Developer Learnings:
Kat Sauma
Developer Learnings:
Vanady Beard
&
As the back-end developer, I learned how important it is to create efficient and reliable systems that support the entire application. This experience also taught me the importance of optimising the database and ensuring the backend is scalable and easy to maintain.
Developer Learnings:
Stephen Asiedu
&
As a back-end developer, I've come to understand the importance of being familiar with various database systems and modules. This knowledge enables me to build diverse applications and maintain versatility in my work. I've also learned that the responsibility for making the right choices rests on my shoulders, guided by my best judgement.
Developer Learnings:
Dre Onyinye Anozie
&
Gained more familiarity with the agile project management process while working with a team including a product manager, designer and developer
Learned a lot about building out applications that prioritize accessibility features for folks with hearing impairment, blindness and more. This allowed me to look into the technologies that already exists.
Developer Learnings:
Maurquise Williams
&
- Process of Creating an MVP: Developing a Minimum Viable Product (MVP) taught me how to focus on delivering core functionalities balancing between essential features and avoiding scope creep.
- Collaboration in a Real-World Tech Setting: This experience taught me how to collaborate efficiently in a fast-paced tech environment, keeping the team aligned and productive, even while working remotely across time zones.

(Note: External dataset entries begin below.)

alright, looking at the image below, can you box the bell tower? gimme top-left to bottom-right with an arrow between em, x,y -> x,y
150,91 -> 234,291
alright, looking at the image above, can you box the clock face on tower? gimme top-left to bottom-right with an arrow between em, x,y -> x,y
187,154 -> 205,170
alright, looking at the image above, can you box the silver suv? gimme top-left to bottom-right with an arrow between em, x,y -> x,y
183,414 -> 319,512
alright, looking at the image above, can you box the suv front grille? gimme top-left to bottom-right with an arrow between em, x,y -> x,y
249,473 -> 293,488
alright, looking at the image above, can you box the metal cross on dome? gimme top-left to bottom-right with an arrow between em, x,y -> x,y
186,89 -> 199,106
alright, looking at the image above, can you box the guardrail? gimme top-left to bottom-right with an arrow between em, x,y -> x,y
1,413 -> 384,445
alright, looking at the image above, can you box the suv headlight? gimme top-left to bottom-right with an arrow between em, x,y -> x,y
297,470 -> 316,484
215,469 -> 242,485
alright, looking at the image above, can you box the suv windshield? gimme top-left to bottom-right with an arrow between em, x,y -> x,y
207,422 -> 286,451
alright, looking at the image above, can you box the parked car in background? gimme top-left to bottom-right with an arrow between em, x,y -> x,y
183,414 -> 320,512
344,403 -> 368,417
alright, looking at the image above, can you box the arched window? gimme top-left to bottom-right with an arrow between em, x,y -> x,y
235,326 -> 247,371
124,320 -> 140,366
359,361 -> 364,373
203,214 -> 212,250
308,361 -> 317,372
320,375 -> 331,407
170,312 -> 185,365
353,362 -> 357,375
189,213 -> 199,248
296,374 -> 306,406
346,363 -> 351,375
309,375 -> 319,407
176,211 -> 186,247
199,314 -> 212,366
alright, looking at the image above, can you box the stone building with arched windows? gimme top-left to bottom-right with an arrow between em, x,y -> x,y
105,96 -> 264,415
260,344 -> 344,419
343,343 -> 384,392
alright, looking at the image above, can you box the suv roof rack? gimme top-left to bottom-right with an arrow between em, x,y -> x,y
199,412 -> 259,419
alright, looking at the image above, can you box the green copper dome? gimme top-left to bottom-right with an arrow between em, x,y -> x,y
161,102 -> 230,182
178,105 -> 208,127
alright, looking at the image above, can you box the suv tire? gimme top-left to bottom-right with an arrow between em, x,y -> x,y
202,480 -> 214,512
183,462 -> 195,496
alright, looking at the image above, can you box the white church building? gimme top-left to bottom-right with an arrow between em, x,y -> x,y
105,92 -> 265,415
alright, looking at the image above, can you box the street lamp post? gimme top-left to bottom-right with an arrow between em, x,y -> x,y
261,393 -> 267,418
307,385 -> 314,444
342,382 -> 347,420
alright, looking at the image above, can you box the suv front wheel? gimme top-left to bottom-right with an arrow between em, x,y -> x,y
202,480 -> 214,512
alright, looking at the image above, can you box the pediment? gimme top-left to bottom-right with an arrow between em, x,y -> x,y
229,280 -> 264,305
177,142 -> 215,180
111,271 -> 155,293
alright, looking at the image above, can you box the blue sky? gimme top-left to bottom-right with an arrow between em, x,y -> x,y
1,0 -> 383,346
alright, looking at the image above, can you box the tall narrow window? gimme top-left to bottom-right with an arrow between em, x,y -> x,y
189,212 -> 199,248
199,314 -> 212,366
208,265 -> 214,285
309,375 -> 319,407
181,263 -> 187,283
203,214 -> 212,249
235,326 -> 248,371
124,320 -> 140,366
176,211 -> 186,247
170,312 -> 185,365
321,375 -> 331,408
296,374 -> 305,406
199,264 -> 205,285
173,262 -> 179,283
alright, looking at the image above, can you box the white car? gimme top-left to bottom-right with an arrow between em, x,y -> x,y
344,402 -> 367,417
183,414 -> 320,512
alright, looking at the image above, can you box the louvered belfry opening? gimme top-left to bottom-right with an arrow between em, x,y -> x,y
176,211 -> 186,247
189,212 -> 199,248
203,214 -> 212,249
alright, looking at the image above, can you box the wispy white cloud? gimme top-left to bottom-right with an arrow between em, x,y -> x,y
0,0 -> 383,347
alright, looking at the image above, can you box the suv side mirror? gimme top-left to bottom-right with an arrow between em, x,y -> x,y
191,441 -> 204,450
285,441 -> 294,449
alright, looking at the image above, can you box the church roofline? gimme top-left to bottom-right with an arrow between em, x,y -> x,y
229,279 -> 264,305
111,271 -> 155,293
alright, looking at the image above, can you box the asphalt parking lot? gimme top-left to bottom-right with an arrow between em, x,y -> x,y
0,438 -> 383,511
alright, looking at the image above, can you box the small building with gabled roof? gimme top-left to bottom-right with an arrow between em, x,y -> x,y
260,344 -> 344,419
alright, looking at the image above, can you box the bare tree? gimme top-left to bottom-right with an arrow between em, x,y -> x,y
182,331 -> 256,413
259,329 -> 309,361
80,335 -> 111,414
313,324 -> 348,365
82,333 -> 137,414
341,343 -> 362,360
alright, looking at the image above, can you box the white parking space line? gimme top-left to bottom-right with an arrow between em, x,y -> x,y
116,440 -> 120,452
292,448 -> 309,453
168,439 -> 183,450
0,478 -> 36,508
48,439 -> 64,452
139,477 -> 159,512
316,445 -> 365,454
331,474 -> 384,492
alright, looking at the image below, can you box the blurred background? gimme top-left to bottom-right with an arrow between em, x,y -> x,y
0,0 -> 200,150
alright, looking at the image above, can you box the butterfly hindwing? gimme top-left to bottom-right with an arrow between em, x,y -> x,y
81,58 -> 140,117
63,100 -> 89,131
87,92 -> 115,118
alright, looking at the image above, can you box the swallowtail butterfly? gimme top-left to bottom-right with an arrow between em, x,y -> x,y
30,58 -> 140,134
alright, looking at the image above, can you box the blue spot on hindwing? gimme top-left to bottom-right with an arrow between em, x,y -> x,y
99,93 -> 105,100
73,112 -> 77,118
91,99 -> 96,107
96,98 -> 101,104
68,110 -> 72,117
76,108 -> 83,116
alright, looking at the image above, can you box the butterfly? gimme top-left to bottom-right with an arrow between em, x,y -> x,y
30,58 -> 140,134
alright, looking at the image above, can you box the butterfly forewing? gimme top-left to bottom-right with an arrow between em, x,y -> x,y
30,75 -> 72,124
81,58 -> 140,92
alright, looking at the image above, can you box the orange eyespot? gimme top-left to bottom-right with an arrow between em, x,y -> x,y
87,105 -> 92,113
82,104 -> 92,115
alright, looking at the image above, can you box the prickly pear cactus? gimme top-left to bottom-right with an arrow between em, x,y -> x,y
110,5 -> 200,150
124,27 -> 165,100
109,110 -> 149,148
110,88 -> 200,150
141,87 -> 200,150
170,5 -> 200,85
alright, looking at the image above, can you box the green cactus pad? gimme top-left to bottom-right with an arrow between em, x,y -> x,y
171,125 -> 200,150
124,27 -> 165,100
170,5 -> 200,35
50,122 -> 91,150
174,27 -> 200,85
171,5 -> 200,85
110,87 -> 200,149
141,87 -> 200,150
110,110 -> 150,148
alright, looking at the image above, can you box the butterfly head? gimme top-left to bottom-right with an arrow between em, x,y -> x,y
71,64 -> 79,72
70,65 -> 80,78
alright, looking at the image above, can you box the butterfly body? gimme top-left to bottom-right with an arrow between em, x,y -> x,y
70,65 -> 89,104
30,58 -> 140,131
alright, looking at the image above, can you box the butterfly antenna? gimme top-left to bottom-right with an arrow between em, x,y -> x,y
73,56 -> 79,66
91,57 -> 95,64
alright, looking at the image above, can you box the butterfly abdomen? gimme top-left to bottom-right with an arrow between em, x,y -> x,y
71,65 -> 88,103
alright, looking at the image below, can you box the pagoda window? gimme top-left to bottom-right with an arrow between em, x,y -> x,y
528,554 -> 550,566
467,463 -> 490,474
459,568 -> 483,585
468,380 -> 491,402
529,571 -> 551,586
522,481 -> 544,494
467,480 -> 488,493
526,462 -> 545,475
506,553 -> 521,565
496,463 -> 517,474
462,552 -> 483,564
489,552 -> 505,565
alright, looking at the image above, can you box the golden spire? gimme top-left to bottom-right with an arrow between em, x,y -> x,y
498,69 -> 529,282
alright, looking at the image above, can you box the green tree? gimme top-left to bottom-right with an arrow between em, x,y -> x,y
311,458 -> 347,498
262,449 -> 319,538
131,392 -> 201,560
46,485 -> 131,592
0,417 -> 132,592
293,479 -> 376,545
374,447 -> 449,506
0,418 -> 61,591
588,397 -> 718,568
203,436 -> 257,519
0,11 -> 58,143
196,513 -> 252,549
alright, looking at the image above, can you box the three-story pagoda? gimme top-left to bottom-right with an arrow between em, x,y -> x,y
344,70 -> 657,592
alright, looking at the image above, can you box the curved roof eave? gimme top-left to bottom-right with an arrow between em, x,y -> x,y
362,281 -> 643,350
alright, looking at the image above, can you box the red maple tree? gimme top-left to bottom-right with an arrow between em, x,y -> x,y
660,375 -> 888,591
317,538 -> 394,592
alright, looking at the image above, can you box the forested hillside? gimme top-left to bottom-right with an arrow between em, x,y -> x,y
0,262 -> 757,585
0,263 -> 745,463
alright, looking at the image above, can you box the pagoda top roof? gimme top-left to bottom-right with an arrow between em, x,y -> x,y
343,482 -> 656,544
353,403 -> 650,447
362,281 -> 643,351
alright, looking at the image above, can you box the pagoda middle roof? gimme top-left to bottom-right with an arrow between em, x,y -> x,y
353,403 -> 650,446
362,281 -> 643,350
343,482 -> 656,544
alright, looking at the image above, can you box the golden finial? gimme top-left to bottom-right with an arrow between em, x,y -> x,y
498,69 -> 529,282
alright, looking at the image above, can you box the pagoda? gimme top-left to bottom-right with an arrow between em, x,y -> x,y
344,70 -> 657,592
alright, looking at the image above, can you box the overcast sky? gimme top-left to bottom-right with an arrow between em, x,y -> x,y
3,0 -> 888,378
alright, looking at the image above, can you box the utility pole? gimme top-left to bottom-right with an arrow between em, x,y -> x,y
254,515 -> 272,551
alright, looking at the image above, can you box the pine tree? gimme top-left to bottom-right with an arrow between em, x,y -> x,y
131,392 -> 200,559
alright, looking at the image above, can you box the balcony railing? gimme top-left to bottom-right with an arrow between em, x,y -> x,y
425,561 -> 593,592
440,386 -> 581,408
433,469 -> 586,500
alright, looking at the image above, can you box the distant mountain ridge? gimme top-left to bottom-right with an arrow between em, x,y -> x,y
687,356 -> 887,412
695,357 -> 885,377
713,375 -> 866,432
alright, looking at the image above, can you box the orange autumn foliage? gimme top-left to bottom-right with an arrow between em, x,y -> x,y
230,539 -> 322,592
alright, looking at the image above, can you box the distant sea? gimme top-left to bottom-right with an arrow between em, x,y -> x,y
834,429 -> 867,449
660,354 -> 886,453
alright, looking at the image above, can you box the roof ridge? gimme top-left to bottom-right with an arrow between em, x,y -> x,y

- Sharpening Critical Thinking and Problem-Solving Skills: This experience honed my ability to think critically and solve problems efficiently. By tackling challenges and finding quick solutions, I sharpened my decision-making and troubleshooting skills in a dynamic, real-world setting.
Developer Learnings:
Jeremiah Williams
&
All in all this experience was very awesome I learned that in coding with others being transparent is key
Developers Learnings:
Justin Farley
&
I learned how important communication is when working with a team. Communication provides understanding, advice, ideas, and much more. While working with the product team, I’ve found that communication keeps everything flowing smoothly. Working with a team also showed me that every member brings something different to the table and we all have to work together in order to align and meet our end goal.
Full Team Learning
We have learnt how to collaborate and work through stressful situations. We successfully derived a solution from a complex problem as emotion recognition for the purpose of inclusivity.